Commissioners Barron and Epstein said they didn’t see much of a problem with the texting. Epstein maintained that he felt it was no different than talking with another commissioner during a five-minute break, and Barron said he felt that everything was “happening in the meeting.”
“Everything that is happening in the public meeting is happening in the dialogue, which is very public, and in the motions that are being made, formulated in the back and forth,” Barron said.
Epstein also said that some texts sent are just “snarky bulls--t,” like one he sent to Macker referring to Mayor Pete Muldoon as “King Pete.”
But Commissioners Macker and Newcomb said the board may have been too loose with their digital behavior. 
Commissioner Luther Propst did not return requests for comment.
Macker said the prevalence of texting could be in part due to changing meeting formats.
“Technology is changing. Communication tools are changing,” she said, pointing to the COVID-19 pandemic, which has driven meetings into the virtual world. “I think the virtual meetings have created a context where it probably happens more because people are sitting with their devices.”
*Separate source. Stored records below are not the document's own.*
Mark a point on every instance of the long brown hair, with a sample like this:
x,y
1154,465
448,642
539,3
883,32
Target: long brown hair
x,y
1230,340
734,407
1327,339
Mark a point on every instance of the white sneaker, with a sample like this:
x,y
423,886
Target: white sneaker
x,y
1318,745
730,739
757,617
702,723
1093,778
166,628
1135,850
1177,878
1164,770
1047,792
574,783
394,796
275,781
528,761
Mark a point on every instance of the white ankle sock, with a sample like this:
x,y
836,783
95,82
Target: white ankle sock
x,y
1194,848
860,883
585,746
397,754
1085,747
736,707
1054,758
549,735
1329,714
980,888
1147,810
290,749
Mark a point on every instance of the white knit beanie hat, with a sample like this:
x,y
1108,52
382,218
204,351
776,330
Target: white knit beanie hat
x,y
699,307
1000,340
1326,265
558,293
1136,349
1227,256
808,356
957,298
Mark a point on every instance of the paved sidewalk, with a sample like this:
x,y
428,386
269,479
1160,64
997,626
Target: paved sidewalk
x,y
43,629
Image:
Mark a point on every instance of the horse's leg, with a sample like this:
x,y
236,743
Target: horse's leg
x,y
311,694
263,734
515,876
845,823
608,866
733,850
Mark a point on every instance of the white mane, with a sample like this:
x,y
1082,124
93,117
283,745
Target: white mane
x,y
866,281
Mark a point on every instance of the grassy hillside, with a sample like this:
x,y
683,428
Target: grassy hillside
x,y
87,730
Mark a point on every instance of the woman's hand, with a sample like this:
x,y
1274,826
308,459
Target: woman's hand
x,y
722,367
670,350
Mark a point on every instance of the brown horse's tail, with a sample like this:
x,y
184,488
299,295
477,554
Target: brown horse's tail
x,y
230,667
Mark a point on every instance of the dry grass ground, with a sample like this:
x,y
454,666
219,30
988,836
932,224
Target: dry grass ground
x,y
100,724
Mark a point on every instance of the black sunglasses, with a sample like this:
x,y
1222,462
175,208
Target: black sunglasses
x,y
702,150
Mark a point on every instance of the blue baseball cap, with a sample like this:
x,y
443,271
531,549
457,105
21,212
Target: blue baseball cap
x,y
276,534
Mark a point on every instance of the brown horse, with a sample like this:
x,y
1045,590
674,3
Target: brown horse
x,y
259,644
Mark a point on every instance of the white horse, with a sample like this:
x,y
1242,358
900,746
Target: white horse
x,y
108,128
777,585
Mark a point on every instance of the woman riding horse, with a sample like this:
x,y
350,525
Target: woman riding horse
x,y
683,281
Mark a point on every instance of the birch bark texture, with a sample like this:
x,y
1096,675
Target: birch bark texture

Newcomb acknowledged that he had texted councilors and commissioners during meetings.
“I’m realizing that that does probably violate the spirit of the open meetings law and that we probably shouldn’t do it,” Newcomb said. “And I don’t think I have any excuse necessarily for doing it other than that there are some items that I’m just very, very passionate about.”
Newcomb said the recent conversations about northern South Park have been frustrating, and that he used texts to try to move the discussion forward. He discussed language in the draft comp plan update with Commissioner Propst over text during a May meeting about the plan.
“Lately, I have felt like a lot of times we’re spinning our wheels in very frustrating ways,” he said in an interview. “I think I’ve let that get the best of me.”
Newcomb said he thought most of the discussions he’s had over text have come out during public meetings in the form of a motion or the like. But he said that some may not have.
Commissioners should talk about having a texting policy, Newcomb said, and possibly incorporate new policy into one of the board’s meeting standards. The idea, in his mind, is to avoid a slippery slope where digital conversations stay private more often than not.
Moats warned that citizens can’t fairly judge the performance of their elected officials if the public can’t see how they’re making a decision. What’s more, private text messages could mean that not all elected officials have access to the same information when making a decision, he said.
Difficult conversations are part of government, but history has shown that democracy leads to the best decisions when everybody’s involved, Moats said.
“Democracy can be tough,” he said. “It may not be the most efficient — the most efficient is a dictatorship.”